Bank of New York Co., Inc. v. Northeast Bancorp, Inc., 1841

Decision Date22 November 1993
Docket NumberD,No. 1841,1841
Citation9 F.3d 1065
PartiesThe BANK of NEW YORK COMPANY, INC., Plaintiff-Appellant, v. NORTHEAST BANCORP, INC.; First Fidelity Bancorporation; Frank J. Kugler, Jr.; George R. Kabureck and Peter V. Young, Defendants-Appellees. ocket 93-7411.
CourtU.S. Court of Appeals — Second Circuit

Philip K. Howard, New York City (Linda C. Goldstein, Howard, Darby & Levin, of counsel), for plaintiff-appellant.

William H. Narwold, Hartford, CT (Laura W. Ray, Cummings & Lockwood, of counsel), for defendants-appellees Northeast Bancorp, Inc., Frank J. Kugler, Jr., George R. Kabureck and Peter V. Young.

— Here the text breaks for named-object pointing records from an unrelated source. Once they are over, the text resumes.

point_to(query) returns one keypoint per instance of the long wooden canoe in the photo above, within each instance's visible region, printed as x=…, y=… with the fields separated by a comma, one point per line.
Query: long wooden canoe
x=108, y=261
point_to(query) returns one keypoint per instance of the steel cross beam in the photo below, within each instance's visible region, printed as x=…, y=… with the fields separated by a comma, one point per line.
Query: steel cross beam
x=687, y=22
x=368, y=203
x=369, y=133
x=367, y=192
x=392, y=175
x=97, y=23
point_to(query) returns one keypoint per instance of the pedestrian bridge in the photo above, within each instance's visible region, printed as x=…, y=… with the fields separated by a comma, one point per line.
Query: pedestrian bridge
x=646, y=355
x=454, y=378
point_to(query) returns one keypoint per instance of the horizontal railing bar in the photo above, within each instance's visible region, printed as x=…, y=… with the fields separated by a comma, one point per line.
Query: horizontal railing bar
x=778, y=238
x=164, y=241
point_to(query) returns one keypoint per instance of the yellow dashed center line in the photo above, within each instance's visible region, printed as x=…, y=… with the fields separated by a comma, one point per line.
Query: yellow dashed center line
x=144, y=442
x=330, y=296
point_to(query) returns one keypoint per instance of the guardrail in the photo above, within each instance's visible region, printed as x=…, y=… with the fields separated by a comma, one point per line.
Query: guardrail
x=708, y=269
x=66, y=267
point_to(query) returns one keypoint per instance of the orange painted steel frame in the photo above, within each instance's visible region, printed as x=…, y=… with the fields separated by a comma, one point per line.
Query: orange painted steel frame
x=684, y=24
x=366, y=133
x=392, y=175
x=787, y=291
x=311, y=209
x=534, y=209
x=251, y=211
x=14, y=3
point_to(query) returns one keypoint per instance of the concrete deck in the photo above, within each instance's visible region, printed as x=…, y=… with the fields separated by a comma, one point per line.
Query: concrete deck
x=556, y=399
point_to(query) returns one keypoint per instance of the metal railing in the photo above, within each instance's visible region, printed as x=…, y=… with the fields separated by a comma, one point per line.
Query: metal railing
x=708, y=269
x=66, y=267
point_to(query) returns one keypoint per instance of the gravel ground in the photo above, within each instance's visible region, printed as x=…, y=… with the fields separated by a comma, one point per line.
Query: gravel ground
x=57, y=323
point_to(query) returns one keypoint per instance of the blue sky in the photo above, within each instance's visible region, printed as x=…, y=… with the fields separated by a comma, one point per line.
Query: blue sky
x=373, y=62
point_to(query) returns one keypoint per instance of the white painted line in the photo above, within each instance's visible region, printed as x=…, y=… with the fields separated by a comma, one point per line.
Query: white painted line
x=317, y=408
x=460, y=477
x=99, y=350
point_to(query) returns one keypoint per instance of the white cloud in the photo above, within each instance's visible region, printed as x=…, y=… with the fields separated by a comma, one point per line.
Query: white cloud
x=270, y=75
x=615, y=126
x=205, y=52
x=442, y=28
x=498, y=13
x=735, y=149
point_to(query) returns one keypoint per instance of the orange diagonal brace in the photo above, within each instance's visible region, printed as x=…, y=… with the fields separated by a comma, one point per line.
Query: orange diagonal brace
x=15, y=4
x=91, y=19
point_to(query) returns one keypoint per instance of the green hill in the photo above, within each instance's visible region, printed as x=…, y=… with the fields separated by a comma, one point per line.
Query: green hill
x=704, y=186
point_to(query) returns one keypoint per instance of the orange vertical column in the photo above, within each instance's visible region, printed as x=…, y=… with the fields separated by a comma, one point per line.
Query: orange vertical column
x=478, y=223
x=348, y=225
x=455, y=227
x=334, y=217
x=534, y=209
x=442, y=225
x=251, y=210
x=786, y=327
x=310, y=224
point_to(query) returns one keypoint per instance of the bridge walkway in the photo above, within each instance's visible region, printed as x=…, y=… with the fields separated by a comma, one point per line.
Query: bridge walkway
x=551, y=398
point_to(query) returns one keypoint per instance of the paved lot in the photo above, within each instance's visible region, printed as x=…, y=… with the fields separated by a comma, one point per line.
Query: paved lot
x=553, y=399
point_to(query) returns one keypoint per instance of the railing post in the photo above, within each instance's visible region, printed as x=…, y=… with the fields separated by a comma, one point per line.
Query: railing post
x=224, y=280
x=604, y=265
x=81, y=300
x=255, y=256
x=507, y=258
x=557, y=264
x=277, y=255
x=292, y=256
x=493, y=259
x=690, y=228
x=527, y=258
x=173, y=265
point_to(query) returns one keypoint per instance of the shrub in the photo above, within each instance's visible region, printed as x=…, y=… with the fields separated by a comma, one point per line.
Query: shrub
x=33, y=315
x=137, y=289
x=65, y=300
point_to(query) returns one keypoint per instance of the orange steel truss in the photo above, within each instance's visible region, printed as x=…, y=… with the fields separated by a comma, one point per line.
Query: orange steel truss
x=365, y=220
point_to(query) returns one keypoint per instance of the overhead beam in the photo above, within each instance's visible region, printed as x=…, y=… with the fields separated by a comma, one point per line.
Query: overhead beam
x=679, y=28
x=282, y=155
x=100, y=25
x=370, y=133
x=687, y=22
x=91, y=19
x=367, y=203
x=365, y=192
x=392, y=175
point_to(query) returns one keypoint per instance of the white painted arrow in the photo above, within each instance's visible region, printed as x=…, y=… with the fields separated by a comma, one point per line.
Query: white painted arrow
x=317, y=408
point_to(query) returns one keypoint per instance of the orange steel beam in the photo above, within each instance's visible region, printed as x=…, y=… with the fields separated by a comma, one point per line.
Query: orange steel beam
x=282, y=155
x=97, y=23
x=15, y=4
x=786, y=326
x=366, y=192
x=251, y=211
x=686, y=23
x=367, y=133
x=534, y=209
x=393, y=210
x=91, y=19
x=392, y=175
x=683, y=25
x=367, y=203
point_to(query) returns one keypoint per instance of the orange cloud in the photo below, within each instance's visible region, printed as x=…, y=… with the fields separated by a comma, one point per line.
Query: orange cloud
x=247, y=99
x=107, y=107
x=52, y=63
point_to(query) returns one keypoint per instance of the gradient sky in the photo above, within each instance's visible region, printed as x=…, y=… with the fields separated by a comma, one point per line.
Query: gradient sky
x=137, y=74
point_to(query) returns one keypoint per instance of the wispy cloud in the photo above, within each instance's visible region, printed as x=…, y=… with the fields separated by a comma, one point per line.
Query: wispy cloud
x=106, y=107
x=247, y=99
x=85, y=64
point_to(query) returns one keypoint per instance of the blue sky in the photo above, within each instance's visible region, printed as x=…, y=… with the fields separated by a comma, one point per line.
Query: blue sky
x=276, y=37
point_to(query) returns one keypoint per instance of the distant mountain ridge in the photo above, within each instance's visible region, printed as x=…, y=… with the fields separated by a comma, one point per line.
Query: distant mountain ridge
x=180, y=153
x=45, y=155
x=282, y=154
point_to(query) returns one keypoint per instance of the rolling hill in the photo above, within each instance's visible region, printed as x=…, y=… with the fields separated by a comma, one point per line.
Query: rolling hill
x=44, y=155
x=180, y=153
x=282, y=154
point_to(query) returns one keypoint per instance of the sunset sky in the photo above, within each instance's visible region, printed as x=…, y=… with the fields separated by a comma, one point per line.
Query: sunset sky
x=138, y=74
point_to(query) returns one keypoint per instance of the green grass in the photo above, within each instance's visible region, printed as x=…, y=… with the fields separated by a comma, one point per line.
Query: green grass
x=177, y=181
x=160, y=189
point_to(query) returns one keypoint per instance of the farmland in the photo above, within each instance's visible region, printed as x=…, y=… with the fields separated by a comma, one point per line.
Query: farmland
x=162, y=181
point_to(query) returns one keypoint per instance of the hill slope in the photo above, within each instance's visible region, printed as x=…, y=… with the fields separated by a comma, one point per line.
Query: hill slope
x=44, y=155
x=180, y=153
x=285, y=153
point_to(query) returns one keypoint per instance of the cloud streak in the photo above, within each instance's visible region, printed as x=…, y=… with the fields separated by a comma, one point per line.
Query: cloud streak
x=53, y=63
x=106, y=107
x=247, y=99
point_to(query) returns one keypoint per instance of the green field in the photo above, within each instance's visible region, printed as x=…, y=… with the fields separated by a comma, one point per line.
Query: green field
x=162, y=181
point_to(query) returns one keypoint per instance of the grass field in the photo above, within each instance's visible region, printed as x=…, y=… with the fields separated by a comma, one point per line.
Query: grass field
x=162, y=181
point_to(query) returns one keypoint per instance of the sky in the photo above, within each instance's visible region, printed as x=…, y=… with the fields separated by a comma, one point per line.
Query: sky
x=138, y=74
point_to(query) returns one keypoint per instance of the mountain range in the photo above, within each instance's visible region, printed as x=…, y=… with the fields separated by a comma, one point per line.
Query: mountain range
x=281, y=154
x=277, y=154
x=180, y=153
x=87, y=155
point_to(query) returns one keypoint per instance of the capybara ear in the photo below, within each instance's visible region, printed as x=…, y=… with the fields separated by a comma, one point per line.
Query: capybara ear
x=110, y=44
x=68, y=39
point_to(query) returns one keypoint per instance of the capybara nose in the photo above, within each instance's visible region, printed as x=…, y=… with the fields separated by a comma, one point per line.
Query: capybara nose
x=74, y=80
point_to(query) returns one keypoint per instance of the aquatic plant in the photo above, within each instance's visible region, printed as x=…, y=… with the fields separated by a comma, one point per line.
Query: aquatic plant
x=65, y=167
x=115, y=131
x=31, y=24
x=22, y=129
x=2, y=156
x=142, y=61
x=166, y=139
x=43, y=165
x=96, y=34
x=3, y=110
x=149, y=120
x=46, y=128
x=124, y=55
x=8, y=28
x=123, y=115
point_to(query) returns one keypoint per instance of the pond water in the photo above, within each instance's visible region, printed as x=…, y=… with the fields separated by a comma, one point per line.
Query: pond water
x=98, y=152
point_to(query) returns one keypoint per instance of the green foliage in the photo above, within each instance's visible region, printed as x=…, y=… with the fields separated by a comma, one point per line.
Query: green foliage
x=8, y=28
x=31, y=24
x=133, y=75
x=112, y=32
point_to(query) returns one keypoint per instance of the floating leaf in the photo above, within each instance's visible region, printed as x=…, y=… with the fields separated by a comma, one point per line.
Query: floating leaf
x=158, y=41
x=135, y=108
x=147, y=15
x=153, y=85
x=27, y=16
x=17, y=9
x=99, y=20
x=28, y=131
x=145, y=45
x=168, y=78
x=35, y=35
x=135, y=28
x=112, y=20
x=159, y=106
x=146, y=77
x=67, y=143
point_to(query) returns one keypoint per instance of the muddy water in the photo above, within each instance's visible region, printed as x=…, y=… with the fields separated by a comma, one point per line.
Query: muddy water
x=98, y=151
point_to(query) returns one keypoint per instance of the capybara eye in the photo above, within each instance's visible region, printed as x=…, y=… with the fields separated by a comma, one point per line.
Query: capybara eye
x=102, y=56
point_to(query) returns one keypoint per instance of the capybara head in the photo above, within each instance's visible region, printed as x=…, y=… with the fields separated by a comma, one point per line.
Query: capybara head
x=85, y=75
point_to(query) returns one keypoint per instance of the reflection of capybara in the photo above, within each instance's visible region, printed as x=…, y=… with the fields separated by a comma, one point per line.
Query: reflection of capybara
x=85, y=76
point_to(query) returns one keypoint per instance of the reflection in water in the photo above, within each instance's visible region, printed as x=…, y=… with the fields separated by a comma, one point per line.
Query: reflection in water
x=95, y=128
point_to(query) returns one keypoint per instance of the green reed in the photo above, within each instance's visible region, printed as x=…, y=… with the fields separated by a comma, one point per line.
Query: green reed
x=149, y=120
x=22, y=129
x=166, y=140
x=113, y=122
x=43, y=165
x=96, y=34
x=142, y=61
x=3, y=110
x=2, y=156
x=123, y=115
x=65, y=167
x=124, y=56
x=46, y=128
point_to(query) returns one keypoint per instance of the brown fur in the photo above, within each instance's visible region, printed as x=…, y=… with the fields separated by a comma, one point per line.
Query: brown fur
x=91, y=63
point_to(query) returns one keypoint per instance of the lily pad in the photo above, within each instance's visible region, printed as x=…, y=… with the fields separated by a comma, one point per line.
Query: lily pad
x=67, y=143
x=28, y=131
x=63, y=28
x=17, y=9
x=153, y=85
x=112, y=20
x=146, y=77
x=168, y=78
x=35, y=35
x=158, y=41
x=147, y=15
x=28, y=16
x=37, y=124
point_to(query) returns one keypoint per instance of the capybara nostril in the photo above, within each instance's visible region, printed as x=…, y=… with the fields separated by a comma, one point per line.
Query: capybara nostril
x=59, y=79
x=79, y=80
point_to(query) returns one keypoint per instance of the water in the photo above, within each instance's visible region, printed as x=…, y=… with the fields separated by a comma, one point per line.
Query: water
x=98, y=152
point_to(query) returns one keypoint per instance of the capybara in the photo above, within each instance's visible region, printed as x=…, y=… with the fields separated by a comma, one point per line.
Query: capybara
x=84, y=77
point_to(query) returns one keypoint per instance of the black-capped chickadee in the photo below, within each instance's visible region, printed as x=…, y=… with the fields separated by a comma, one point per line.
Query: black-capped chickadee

Jonathan I. Blackman, New York City (Mitchell A. Lowenthal, Jonathan A. Willens, Martin Marvet, Chaya F. Weinberg-Brodt, Cleary, Gottlieb, Steen & Hamilton, Harold B. Finn, III, Donna Nelson Heller, Jennifer B. Rubin, Finn Dixon & Herling, of counsel), for defendant-appellee First Fidelity Bancorporation.

Before: OAKES, WINTER and McLAUGHLIN, Circuit Judges.

WINTER, Circuit Judge:

The Bank of New York Co. ("BNY") appeals from the denial by Judge Covello of its motion for a preliminary injunction. BNY, which, at the beginning of pertinent events, owned all the 1,000,000 issued shares of Northeast Bancorp's ("Northeast") non-voting common stock (Class B), sought to enjoin the merger of Northeast and First Fidelity Bancorporation ("First Fidelity"). Because the merger has already occurred and we cannot feasibly restore the status quo, we dismiss the appeal as moot.

In January 1992, Northeast, on the verge of bankruptcy and under pressure from federal and state regulators, entered into a Memorandum of Understanding with the FDIC and state banking regulators, whereby Northeast agreed to take affirmative actions to improve their operations. Then, in an effort to increase Northeast's financial stability, First Fidelity proposed to merge with Northeast and infuse it with cash. The terms of the proposed merger were disclosed in Northeast's March 1993 proxy statement. The proxy statement proposed both a primary and an alternative merger. Under either, Northeast would become a wholly-owned subsidiary of First Fidelity.

The primary merger contemplated the merger of a First Fidelity subsidiary into Northeast and the exchange of voting (Class A) and non-voting Northeast common stock for First Fidelity stock. It required two-thirds approval of both Class A shareholders and Class B shareholders. See Conn.Gen.Stat. Sec. 33-366(b) (1987). Because, however, Northeast anticipated opposition from BNY, the sole Class B shareholder, it also proposed a two-stage alternative merger, which was ultimately consummated. Under the first stage of the alternative plan, Northeast's voting common stock was exchanged for First Fidelity stock, giving First Fidelity control over Northeast. Because this first stage did not affect the terms, limitations, or rights of Class B shares, Class B approval was not required. See Conn.Gen.Stat. Secs. 33-361(a), 33-366(b)(3) (1987). This first-stage exchange was approved by 70% of the Class A shareholders at an April 22, 1993 shareholders' meeting.

On April 26, 1993, BNY sought a preliminary injunction to enjoin the consummation of the second stage. Judge Covello denied the motion on May 3. Completing the second stage, Northeast issued an additional 2,001,000 Class B shares, as authorized by a 1985 amendment to its Articles of Incorporation. First Fidelity then infused Northeast with $130 million in exchange for the newly-issued Class B shares. On May 17, 1993, First Fidelity, which now controlled the Class B vote, voted its new shares in favor of the merger of a newly-formed First Fidelity subsidiary into Northeast, in which the Class B shares held by BNY were exchanged for First Fidelity stock. This exchange completed the two-stage merger, and Northeast was thereafter run as a wholly-owned subsidiary of First Fidelity.